Ils se serrèrent la main alors que les autres marines installaient leur chargement prêt à partir.
36 jours plus tard exactement, l'officier Lisinsky revint, seul cette fois-ci car c'était son combat.
L'officier Linsinski : qu'est-ce que vous pouvez me dire que je devrais savoir ?
Jake ne savait pas par où commencer mais il raconta en priorité la "guerre" qui s'était déclaré entre les deux villes voisines.
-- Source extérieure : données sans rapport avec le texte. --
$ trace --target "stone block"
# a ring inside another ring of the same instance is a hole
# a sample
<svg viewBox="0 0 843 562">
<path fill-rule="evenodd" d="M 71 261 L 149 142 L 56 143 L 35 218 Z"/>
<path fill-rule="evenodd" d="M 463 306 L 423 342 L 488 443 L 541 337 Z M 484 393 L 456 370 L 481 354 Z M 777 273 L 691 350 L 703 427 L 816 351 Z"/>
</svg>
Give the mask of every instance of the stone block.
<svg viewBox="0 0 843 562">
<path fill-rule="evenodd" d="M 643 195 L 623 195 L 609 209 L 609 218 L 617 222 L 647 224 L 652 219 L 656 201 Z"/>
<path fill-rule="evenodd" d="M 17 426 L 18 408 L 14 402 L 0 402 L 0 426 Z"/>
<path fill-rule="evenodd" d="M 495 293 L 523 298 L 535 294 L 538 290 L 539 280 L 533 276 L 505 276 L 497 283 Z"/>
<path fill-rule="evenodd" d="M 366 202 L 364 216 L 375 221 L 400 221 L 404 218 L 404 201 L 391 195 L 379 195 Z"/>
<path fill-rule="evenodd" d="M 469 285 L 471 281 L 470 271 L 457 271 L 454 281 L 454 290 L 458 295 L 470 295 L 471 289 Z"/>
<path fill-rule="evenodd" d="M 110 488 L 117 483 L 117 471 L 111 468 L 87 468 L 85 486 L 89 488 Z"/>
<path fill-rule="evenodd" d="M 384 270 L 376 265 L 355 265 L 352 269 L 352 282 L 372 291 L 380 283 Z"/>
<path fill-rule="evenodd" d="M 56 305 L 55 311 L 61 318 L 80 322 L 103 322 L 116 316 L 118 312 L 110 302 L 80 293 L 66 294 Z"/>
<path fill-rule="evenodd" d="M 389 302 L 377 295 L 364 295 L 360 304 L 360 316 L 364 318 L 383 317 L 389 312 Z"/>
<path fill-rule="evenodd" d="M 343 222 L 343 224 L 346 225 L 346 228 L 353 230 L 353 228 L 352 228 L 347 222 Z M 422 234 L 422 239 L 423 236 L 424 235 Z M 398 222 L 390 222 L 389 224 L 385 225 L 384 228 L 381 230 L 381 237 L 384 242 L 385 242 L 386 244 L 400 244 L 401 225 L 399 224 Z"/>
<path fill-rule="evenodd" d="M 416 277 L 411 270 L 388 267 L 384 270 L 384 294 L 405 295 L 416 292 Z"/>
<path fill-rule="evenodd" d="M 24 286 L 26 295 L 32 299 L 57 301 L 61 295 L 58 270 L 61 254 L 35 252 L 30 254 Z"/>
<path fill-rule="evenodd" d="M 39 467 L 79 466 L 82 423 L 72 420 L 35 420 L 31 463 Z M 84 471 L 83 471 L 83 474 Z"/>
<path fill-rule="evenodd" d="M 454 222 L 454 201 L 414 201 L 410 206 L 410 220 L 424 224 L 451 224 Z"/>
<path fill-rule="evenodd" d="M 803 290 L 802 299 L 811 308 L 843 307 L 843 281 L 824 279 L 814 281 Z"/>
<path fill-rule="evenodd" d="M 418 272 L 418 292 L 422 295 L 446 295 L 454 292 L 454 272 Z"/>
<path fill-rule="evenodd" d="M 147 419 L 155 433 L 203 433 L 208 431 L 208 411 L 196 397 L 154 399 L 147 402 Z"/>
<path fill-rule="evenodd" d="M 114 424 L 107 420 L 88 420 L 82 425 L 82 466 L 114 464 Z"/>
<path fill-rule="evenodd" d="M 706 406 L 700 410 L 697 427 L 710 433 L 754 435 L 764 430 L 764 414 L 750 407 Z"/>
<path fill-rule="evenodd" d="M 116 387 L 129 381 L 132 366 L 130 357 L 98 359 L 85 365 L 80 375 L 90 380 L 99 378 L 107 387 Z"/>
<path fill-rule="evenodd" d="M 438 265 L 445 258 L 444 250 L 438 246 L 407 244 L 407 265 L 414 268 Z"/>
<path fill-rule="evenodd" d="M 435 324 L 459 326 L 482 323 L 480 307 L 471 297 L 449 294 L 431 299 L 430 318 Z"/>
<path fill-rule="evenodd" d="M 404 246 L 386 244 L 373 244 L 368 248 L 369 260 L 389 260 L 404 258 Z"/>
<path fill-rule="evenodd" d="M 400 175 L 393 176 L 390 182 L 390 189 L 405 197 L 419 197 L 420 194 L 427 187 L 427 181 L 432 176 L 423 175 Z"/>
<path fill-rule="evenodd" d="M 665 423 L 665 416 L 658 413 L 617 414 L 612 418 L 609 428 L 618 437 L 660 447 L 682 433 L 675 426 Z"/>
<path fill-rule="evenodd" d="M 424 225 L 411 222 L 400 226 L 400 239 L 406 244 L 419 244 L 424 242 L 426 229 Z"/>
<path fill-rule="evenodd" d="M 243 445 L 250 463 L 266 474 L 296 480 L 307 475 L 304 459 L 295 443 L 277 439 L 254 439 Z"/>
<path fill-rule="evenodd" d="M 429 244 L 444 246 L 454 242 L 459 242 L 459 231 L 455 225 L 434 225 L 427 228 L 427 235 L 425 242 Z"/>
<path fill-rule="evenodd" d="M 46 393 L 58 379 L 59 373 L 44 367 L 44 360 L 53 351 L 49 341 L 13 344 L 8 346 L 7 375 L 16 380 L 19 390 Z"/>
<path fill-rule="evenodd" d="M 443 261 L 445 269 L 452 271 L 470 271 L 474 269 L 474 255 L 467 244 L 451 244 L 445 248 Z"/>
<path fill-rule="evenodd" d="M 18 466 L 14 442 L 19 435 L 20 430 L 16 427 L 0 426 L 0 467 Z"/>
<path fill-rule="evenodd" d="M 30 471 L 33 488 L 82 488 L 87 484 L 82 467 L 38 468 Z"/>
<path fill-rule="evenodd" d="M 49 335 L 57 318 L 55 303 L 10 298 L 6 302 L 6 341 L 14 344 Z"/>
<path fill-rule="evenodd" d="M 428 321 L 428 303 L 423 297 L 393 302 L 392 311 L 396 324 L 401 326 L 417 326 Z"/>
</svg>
La petite fille soupira lorsque le commerçant a souligné avec enthousiasme les modèles spécialisés qu'elle avait approvisionné, en touchant avec les doigts les grands rouleaux de tissu disposés sur le mur. Sa grand-mère, bien sûr, était ravie, bavardant à propos de son dernier projet de la courtepointe et poser des questions. Elle avança vers l'endroit où se tenait le commerçant, flâner dans les espaces étroits des tissus, sa canne faisant un son en écho à chaque fois qu'il battait sur le plancher de bois usé.
La petite fille n'a pas suivie sa grand-mère, mais a légèrement dévié vers la fenêtre avant de la petite boutique. En dehors, le ciel était d'un bleu vif, et il a fallu chaque pas de sa volonté de ne pas se précipiter hors de la boutique à ce moment même. Sa grand-mère lui avait promis d'une crème glacée et de flâner le long de la rivière, si elle est venue pour le voyage à Jéricho, mais elle soupçonne maintenant à juste titre que le véritable but de ce voyage était pour sa grand-mère pour explorer ce nouveau magasin de couette et tissu, dans les moindres détails. A chaque fois, qu'elle avait accompagnée sa grand mère, elle avait trouvé ces voyages intéressant. Elle avait pris plaisir à examiner les boutons en forme drôles, les différents morceaux de tissus brillants ou floue, et surtout, les parties qui fait un travail avec la machine à coudre. Ses parents la laissaient souvent à la garde de sa grand mère . Elle avait réalisé qu'elle partageait l'amour de sa grand-mère de la courtepointe, et avait vu beaucoup de sortes de couleurs de cotons et des paquets d' aiguilles...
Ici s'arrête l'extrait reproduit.